Why PV is a major democratic upgrade on FPTP (in our UK context)

1. Every MP would have a real majority in their constituency

Under FPTP, many MPs – including in 2024 – were elected with well under 40% of the local vote. Some scraped home with barely a quarter of valid votes, and an even smaller fraction of registered voters. That means most people in those constituencies actively voted for someone else.

Under PV, the winning MP must secure a majority after transfers. If their first choice can’t win, your vote moves to your next choice. The final winner is the candidate who can assemble the broadest coalition of local support, not just the largest minority.

That makes it much harder for a candidate to “slip through the middle” because the opposition was split.

2. Voters can vote sincerely – without “splitting the vote”

FPTP punishes honesty. Voters are constantly told: “Don’t vote for who you really want – you’ll let the other lot in.” This lessens the value of the vote, breeds cynicism, and entrenches tactical voting.

With PV you can safely give your 1st preference to your true favourite – Green, Reform, Lib Dem, SNP, Plaid, independent, whoever. If they can’t win, your ballot simply transfers to your 2nd preference, and so on. Your vote is never “wasted” for daring to support the candidate you actually like.

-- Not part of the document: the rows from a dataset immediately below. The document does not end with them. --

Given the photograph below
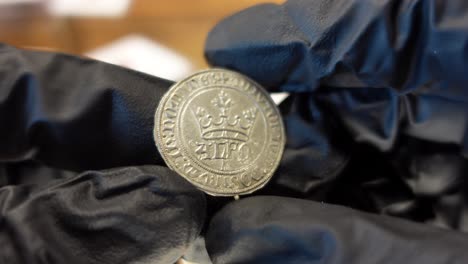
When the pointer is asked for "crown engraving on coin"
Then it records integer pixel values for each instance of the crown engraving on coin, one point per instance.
(220, 131)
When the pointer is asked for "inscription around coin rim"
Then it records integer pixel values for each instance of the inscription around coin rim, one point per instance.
(167, 134)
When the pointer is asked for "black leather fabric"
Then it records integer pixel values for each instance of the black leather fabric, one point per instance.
(377, 121)
(62, 118)
(374, 169)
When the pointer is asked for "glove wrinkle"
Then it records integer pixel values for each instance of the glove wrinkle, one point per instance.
(386, 112)
(111, 216)
(76, 113)
(269, 229)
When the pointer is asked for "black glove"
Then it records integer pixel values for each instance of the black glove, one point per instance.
(61, 116)
(377, 120)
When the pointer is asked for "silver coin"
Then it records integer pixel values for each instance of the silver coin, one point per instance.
(221, 131)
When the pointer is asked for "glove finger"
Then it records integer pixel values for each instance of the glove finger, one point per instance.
(315, 152)
(75, 113)
(272, 229)
(142, 214)
(301, 44)
(17, 173)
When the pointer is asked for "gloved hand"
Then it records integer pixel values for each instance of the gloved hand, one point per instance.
(74, 188)
(377, 120)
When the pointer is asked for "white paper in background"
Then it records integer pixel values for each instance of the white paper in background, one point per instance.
(142, 54)
(101, 8)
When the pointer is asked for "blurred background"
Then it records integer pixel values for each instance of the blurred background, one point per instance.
(162, 38)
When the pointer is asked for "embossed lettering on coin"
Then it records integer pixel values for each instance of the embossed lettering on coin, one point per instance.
(220, 131)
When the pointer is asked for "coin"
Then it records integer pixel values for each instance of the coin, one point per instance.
(221, 131)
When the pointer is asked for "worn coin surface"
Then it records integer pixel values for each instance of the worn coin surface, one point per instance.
(221, 131)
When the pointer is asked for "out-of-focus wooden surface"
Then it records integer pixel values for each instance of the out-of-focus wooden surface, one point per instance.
(178, 24)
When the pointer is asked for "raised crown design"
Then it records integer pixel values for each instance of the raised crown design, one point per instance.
(225, 125)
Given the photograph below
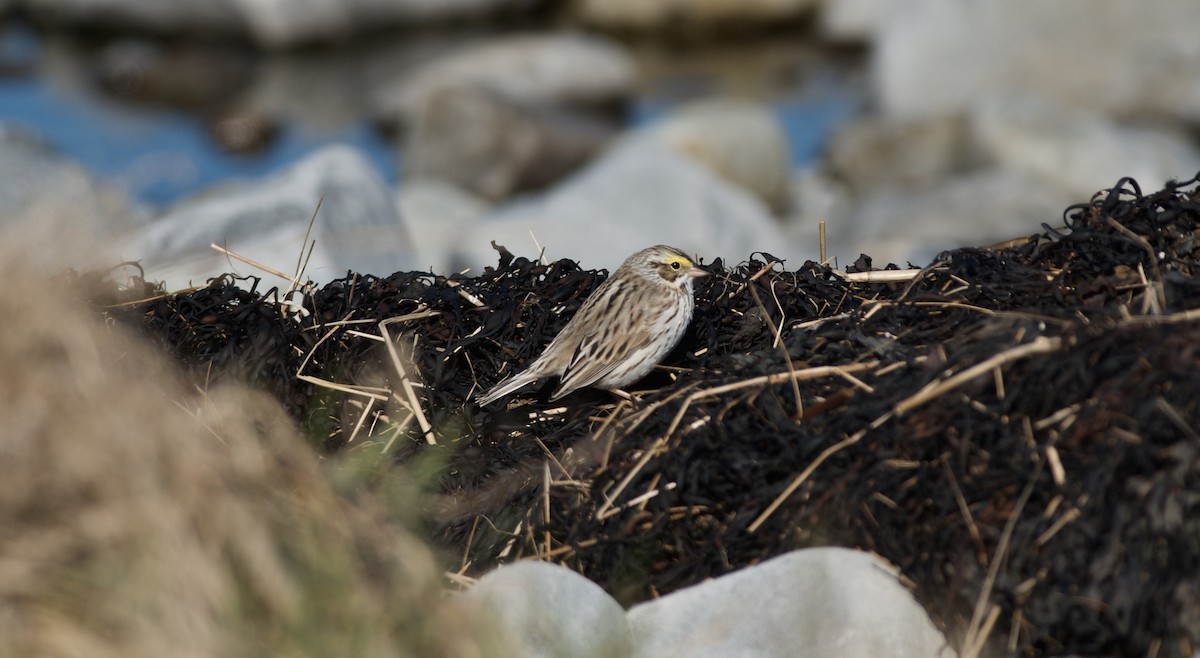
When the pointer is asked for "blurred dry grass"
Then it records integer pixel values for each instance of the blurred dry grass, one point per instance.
(139, 518)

3. It reduces the “spoiler” effect and extremist wins on tiny pluralities

In multi-party politics, FPTP can elect highly polarising candidates on 30–35% (or less) because three or four broadly moderate candidates divide the remaining vote.

PV directly addresses this. If most voters prefer “anyone but Candidate A”, their later preferences will tend to converge on a compromise candidate. That compromise candidate will then win the final round – reflecting the true majority view of the constituency.

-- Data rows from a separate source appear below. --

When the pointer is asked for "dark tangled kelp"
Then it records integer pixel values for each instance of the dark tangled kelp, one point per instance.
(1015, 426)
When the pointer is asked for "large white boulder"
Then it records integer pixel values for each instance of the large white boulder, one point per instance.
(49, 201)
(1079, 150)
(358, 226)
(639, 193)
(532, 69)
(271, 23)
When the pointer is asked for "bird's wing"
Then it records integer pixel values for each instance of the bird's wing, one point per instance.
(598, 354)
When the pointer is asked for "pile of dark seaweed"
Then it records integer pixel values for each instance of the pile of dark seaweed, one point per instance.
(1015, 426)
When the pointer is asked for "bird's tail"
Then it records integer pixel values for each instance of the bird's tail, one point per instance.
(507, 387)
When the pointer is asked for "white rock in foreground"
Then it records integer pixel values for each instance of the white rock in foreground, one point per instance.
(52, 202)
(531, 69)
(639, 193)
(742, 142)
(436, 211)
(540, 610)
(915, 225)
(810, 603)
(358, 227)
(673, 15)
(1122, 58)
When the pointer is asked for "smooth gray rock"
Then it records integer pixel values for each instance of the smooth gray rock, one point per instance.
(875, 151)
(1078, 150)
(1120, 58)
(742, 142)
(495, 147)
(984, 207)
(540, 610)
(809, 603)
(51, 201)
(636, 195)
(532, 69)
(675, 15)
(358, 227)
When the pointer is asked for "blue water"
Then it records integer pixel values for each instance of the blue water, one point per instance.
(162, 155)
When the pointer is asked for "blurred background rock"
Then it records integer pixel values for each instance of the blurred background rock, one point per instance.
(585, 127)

This doesn’t rig the system against any particular party or ideology. It simply ensures that “If a majority of us would rather have B than A, C, or D, then B should be our MP.”

4. It keeps what people value about the current system

PV is not a revolution in constitutional design. It keeps the core features many British voters like:

  • Same constituencies: one MP per defined local area
  • Same rhythm: one day of polling, once every few years
  • Same ballot familiarity: you still mark a box by a name – but can add 2, 3, 4 if you wish

It is an evolution, not a complete departure:

  • No national party lists
  • No multi-member “super constituencies”
  • No second round weeks later

For many who are cautious about change, PV is the smallest change that delivers a big democratic improvement.

5. It encourages healthier campaigning

Because second and third preferences matter:

  • Candidates are incentivised to appeal beyond their core base, seeking to be many voters’ acceptable second choice.
  • Negative, highly divisive campaigning is less effective, because alienating rivals’ supporters can cost you crucial later-round transfers.

In a UK that is more fragmented than ever – with five or more parties polling serious national or regional supportNuffield Politics Research Centre+1 – we need incentives that reward consensus-building rather than pure factionalism.

6. It is already proven and practical

Unlike more complex theoretical systems, PV:

  • Has been used for decades in Australia’s House of Representatives and other national, state, and local bodies.
  • Has mature administrative procedures, counting software, and audit practices elsewhere.
  • Has already been used in the UK for certain internal party elections and mayoral contests (before recent changes).

The UK would not be a global guinea pig. We would be adopting a well-understood, widely tested system that fits neatly into our existing electoral framework.